Skyrim’de Rol Yapma Seçenekleri

Paralı Asker / Şövalye

Yanlışlıkla hapse atılmış bir imperial olarak başlar. Ejderha bu yanlış anlaşılmayı istemeden de olsa çözünce fırsat bulduğunda imperial güçlerine katılır. Nord ayaklanmasını bastırdıktan sonra önünde, düşüncelerine göre iki yol açılır.

Birinci seçenek, askerliğe ve savaşa devam etmektir. Hal vaziyet böyle olunca Companion grubunun görevlerine katılır ve oradan ilerler. Paralı bir asker gibi, kendine bir yuva aramış ve sonunda bulmuştur. Companion görevlerinin yanı sıra Jarl’ların verdiği görevleri de kabul eder. Genelde tek elli silah, kalkan ve ağır zırhlar üzerinden ilerler. Demirciliğe de merak salar, kendine çok daha iyi silahlar, zırhlar üretmeye başlar. Büyü ile hiç bir işi olmayacaktır.

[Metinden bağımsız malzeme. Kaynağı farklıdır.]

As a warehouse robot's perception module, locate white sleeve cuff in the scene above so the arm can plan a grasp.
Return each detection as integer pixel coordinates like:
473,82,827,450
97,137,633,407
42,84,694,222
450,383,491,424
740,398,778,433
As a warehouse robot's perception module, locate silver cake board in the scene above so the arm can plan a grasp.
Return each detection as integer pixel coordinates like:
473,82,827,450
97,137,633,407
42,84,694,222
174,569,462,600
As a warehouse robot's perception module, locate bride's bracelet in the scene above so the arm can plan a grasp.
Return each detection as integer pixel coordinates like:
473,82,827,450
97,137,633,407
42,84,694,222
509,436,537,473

İkinci seçenekte paralı asker, savaşın kuzey topraklarına getirdiği yıkımdan hoşlanmaz ve imperial lejyonlarının açtığı (kendisinin de dahil olduğu) yaraları tamir etmeye uğraşır. Tek elli silah, kalkan ve ağır zırhlarına yanı sıra şifa veren restoration büyüleri ile ilgilenmeye başlar. Kendisinden yardım isteyen hiç bir insanı geri çevirmez. Bireysel görevleri ve şahsi kazanımı umursamaz, hiçbir dilencinin yanından boş geçmez ve kiliselere bağışta bulunur. Bir ihtimal Dragonborn görevlerini de takip edebilir ancak o çoğunlukla kişisel bir yoldur ve masum halk ile iç içe olmak daha samimi gelmektedir.

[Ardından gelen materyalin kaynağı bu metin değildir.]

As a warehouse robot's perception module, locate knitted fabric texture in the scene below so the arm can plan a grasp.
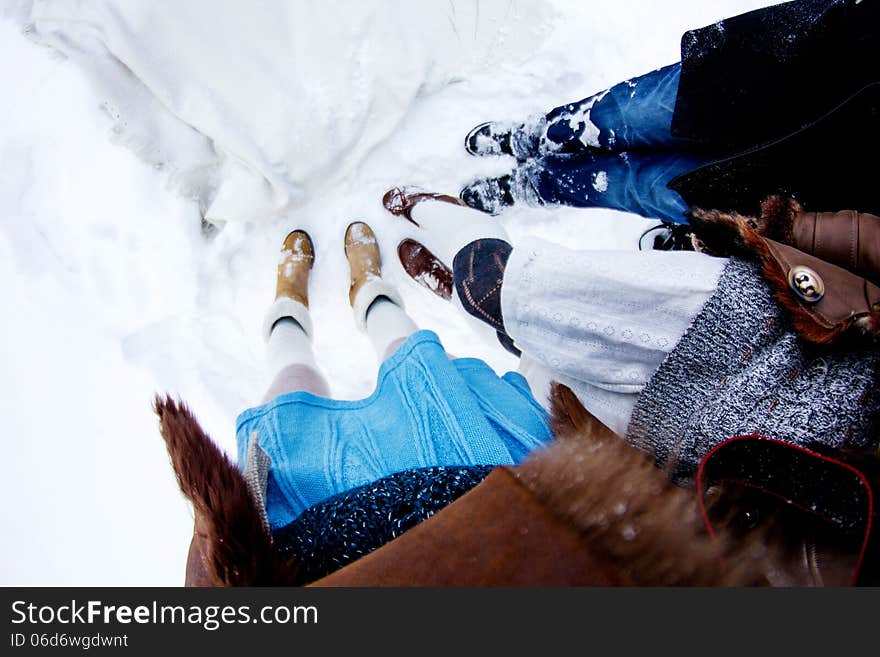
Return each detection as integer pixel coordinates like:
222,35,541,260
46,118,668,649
236,330,553,530
273,466,492,582
627,259,880,483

Benzer fikirlerde silah arkadaşlarını yanına alabilir.

Korucu / Gezgin

Wood elf olarak yolu bir şekilde kuzeye düşmüştür. Ejderhadan kurtulduktan sonra kendi yoluna gider. O köy senin bu kasaba benim dolaşır. Şehir yöneticileri, büyük olaylar ve gruplar ile ilgilenmez. Daha fazla yeri görmek, daha çok insanla tanışmak ve elinden geldiğince (tercihe göre) yardım etmek için oradadır.

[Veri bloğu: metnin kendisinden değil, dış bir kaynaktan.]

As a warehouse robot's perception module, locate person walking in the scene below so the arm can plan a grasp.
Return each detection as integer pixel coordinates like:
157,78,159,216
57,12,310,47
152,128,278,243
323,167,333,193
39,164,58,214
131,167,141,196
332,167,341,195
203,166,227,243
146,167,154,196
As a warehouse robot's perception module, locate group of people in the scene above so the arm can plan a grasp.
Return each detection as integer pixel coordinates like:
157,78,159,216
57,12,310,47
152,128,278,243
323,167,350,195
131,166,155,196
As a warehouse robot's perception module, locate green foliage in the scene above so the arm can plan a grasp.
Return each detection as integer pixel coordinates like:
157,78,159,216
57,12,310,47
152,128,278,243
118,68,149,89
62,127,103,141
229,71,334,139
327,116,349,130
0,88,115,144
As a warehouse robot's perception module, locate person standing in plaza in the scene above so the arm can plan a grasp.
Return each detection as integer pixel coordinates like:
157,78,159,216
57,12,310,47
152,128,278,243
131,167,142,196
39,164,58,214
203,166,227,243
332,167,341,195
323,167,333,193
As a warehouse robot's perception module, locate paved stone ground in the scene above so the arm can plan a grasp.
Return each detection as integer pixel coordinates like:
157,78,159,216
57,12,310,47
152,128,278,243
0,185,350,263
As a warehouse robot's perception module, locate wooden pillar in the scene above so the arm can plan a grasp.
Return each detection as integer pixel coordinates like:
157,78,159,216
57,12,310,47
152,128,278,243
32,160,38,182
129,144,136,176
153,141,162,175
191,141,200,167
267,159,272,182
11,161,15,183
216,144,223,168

Okçu, gerektiğinde gizlenebilen, belli oranda konuşmaya girebilen, hafif zırhlı bir karakterdir. Büyüye karşı bir duruşu yoktur, ihtiyaç duyduğu büyüleri kullanabilir. Hayvanlara karşı olan görevlerden hoşlanmaz, ayının inine giren avcılarla dostluk etmez. Eğer bulursa Bard College görevlerini yapar çünkü orada iyi hikayeler vardır. İksir yapımı ile ilgilenmesi keyifli olur çünkü gezip gördüğü yerlerde sayısız bitki ve malzeme bulmuştur.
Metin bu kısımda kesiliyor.